Some of that is already starting to happen, particularly in bigger businesses. A cancer diagnosis can have a huge impact on someone’s ability to work, and in looking after their people - and particularly in helping to catch cancer early - businesses can help them get on with their lives, get back on their feet, and ultimately get back to work.

Awareness, screening and swift diagnosis

Wishart said: “We’ve seen employers wanting access to cancer screening for their employees either in company, in local clinics, or more recently with at home testing or collection, which has been very important during lockdown.

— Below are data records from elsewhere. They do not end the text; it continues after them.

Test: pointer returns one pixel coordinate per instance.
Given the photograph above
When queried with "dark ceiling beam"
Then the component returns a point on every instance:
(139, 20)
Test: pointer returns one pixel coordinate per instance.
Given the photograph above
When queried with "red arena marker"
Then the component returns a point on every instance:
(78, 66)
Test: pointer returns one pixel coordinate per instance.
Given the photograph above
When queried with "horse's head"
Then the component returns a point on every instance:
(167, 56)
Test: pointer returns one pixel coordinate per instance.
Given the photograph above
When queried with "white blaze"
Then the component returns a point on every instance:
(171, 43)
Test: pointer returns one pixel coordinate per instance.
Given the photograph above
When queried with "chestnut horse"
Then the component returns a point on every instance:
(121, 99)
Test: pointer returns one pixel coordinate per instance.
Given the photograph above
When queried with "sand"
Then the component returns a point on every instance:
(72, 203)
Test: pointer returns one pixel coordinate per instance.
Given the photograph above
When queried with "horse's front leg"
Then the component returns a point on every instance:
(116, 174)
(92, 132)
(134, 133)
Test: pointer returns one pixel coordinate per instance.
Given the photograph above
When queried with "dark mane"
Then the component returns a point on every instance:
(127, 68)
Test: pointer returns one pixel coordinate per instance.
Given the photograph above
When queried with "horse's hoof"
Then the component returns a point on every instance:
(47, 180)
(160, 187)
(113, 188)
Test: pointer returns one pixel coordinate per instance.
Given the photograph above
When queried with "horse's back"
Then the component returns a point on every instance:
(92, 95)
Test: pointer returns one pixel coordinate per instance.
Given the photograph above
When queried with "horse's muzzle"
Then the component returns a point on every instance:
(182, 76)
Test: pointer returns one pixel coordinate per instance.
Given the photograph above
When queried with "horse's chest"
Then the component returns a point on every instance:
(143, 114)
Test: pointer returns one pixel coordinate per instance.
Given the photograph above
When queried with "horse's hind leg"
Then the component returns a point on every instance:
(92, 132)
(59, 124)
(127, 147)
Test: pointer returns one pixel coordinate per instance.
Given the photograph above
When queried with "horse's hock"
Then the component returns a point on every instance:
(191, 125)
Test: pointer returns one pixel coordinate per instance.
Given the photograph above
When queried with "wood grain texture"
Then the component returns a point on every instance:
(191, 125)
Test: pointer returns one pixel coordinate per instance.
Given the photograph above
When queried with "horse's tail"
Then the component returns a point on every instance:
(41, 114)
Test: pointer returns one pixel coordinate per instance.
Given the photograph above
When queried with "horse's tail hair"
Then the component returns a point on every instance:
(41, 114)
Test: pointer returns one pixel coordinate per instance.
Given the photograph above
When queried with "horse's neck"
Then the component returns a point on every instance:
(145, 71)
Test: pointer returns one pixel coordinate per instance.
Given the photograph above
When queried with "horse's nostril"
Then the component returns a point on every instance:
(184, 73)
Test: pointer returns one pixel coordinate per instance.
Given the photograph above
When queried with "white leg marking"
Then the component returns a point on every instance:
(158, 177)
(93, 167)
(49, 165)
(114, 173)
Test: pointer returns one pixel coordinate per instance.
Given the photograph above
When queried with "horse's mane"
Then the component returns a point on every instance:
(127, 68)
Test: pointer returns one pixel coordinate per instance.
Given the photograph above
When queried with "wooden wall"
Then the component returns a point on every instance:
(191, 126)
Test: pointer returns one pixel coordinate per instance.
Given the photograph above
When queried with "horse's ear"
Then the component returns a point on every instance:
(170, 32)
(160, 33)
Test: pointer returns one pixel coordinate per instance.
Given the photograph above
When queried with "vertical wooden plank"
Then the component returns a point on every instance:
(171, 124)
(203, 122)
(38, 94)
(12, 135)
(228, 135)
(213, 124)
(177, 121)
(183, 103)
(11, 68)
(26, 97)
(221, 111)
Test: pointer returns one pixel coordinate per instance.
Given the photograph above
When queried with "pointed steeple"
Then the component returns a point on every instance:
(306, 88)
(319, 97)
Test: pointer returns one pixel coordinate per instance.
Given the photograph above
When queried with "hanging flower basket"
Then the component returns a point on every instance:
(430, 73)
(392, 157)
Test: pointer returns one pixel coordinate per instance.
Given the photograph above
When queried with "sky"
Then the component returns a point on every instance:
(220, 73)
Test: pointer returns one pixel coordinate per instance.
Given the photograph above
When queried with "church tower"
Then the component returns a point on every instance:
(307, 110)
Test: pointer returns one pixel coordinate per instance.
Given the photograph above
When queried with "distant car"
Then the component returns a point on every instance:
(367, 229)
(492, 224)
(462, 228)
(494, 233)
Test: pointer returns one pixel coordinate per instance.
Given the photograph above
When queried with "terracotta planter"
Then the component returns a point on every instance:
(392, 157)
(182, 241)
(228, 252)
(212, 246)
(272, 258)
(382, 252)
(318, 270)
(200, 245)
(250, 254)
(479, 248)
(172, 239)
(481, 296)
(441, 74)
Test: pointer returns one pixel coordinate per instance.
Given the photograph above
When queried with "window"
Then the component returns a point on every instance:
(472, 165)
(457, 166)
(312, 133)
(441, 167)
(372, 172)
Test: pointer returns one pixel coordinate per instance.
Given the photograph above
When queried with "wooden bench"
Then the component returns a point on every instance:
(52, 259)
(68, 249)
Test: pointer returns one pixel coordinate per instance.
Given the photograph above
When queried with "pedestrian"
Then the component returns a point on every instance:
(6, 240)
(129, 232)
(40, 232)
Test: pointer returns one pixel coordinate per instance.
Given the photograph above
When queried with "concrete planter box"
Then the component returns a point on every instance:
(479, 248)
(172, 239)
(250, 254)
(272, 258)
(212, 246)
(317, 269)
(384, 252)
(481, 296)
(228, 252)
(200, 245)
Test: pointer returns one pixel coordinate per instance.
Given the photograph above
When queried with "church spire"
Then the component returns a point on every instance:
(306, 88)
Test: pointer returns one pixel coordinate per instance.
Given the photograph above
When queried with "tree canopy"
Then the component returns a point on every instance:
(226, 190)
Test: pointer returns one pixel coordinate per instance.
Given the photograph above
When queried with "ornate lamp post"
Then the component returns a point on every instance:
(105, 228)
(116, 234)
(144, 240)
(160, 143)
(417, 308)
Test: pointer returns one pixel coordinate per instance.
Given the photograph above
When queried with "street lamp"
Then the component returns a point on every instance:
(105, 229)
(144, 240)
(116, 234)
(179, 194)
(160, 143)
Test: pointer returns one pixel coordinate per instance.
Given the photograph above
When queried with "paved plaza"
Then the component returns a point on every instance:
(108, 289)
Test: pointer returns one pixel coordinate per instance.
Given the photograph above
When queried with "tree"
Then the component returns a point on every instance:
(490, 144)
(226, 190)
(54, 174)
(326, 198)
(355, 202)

“We’ve also seen employers arranging presentations about cancer awareness, so their employees can learn about the signs and symptoms of cancer, what to look out for, what are the risk factors, what can you do to mitigate those risks.

“More recently we’ve seen corporates asking for insurers to give them access to diagnostic cancer pathways, and making sure pathways are streamlined so you can get to reassuring the majority of people they don’t have cancer quickly, and those that are diagnosed can move on to a treatment pathway quickly, too.”

Small and medium sized businesses

Matthew Reed, Managing Director at Equipsme, said: “At Equipsme, we want the benefits that big corporations have to be available to small and medium sized businesses as well. Every business of every size has a vested interest in looking after their workforce, and every business should now be talking not just about Covid, but about cancer too.

“As Gordon points out, the really key thing is to get a timely diagnosis - and that’s something we do. We can get you to a 24/7 GP fast, and if you’ve got diagnosis as part of your plan we can get you referred to the right specialist fast, too. If cancer is diagnosed, our dedicated cancer support nurses will guide you back to the NHS.

“We don’t include cancer treatment for the simple reason it’s often very expensive and very complex, requiring a coordinated response that can best by organised and delivered by the NHS. We made that choice precisely so we could make private health insurance affordable and accessible for more businesses - and more of the individuals that work for them.

“The idea is to provide practical everyday healthcare that can take pressure off the NHS elsewhere, and save it for the vulnerable, including those with serious conditions. We think that helping businesses take care of their people and helping people take care of themselves is more important now than it’s ever been – not just because of Covid but because of the knock-on effect it will continue to have on all of our health.”

To watch Howden’s Changing Healthcare landscape webinar in full, please click here.

How to start talking about Cancer

November is lung cancer awareness month, and pancreatic awareness month. You can find resources here:


Equipsme explains

What is screening?

Screening is a way of identifying apparently healthy people who may have an increased risk of a particular condition. The NHS runs several screening programmes, including for breast cancer, cervical cancer, and bowel cancer. Healthy people in at-risk groups are invited in for regular tests to spot things early - like abnormal cells that could lead to cancer. Screening isn’t covered by your Equipsme plan.

What is diagnosis?

If you’ve got a symptom that could be indicative of cancer, you need to see a specialist to get a diagnosis. Typically this also involves tests and scans, depending on your symptoms. Getting the right diagnosis fast is key in dealing with cancer effectively, and it’s part of the Diagnosis and Treatment cover on Equipsme plans.

What is treatment?

Once cancer is diagnosed it will need to be treated. With cancer this can involve surgery, chemotherapy or radiotherapy, amongst other treatments. At Equipsme you’ll be guided back to the NHS after your diagnosis to begin your treatment plan.